Posted on 15 Jun 2010
Lawmakers in the Senate and House are expected on Tuesday to consider moves to weaken stricter proposed rules on credit raters and toughen rules for private equity firms in their first real business day to work out differences in their respective sweeping bank reform bills.
Representative Barney Frank proposed dropping a proposal, drawn up by Senator Al Franken, to create a government panel that would act as an intermediary between debt issuers and credit rating agencies for new structured securities.
Instead of setting up the panel, Frank called for commissioning a Securities and Exchange Commission study of the ratings agency industry, perceptions that it suffers from an inherent conflict of interest, and what to do about it.

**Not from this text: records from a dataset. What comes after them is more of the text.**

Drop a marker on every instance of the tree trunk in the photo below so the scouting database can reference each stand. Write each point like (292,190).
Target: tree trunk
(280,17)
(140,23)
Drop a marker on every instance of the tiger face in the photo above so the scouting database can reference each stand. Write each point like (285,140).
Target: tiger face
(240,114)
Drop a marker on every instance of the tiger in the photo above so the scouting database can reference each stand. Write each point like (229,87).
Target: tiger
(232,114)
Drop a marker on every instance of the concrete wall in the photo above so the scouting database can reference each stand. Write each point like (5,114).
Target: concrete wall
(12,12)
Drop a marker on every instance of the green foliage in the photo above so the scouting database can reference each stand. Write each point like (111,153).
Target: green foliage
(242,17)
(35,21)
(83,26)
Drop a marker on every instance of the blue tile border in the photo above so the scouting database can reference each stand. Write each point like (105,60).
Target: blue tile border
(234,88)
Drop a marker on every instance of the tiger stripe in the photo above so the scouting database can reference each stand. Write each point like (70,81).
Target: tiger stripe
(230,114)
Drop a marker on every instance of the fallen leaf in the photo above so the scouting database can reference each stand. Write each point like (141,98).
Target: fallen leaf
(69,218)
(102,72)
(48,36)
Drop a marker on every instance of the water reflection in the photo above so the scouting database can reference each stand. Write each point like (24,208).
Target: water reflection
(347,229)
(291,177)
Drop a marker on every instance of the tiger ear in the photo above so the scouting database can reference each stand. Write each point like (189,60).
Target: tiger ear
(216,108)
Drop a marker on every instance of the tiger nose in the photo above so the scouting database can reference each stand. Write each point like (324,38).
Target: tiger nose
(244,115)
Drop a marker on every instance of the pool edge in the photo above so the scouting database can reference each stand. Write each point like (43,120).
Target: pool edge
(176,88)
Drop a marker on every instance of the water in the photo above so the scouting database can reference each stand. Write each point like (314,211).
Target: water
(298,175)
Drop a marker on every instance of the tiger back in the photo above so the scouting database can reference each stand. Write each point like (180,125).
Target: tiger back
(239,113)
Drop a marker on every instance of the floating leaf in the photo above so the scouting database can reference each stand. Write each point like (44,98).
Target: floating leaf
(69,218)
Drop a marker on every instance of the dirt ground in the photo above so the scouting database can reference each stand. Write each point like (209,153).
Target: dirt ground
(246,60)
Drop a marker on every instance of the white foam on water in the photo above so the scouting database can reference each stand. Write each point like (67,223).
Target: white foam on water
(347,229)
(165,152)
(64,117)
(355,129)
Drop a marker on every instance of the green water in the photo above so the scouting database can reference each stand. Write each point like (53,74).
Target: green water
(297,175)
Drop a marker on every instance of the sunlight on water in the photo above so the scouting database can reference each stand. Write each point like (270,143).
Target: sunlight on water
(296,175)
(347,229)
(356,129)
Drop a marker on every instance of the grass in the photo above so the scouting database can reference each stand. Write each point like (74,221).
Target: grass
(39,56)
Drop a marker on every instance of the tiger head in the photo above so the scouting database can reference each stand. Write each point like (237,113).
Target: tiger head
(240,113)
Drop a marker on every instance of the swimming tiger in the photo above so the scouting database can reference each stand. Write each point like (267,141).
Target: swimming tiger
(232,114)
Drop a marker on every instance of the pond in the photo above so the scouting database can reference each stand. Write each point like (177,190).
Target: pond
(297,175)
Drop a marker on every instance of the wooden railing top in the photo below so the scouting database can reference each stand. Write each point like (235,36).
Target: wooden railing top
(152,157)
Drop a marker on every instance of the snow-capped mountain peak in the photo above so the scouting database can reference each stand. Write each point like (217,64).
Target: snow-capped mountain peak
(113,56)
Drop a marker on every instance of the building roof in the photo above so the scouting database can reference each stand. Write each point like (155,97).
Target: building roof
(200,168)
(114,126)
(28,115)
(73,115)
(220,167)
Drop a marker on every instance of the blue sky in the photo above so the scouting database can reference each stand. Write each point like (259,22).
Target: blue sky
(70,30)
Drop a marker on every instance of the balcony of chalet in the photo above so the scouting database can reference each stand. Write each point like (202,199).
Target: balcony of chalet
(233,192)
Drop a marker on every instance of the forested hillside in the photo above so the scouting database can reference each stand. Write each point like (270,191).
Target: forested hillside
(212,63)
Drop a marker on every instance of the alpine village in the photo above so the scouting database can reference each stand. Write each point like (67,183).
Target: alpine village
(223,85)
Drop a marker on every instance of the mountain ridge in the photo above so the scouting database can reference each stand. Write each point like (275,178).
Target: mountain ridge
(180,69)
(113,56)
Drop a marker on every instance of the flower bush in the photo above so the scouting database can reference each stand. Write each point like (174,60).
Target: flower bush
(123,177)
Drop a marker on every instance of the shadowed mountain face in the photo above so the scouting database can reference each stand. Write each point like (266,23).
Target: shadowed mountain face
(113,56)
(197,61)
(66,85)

A spokeswoman for Senator Franken said in a statement that Frank's counter-offer was "very concerning."
"We don't believe a study is necessary. We know what went wrong with Wall Street's credit rating system -- conflicts of interest eroded it by rewarding cozy relationships instead of accuracy," said Franken spokeswoman Jess McIntosh.
"And we know how to fix it -- the Franken amendment that passed the Senate with broad bipartisan support," she said.
Credit rating agencies were widely criticized for their role in the 2007-2009 financial crisis for badly over-rating subprime mortgage-backed securities that later imploded, triggering a credit crisis that brought Wall Street to its knees. The crisis tipped the U.S. economy into a deep recession, led to massive taxpayer bailouts of Wall Street banks and unleashed a wave of financial reform initiatives worldwide.
Lawmakers will also battle over a House provision that would require private equity fund managers to register with the SEC and open up their books to periodic examinations. The Senate bill exempts buyout shops, but both bills would require hedge fund managers to register with the agency.
On Monday, the House proposed changing the Senate bill with a provision that would eliminate the Senate exemption of private equity firms. The House proposal also would exempt hedge fund managers with less than $150 million from federal registration but have state regulators oversee smaller funds. That provision, if approved, would change the underlying Senate bill that only exempts funds with $100 million in assets from federal registration. With the Senate bill, smaller funds would also need to fall under state regulation.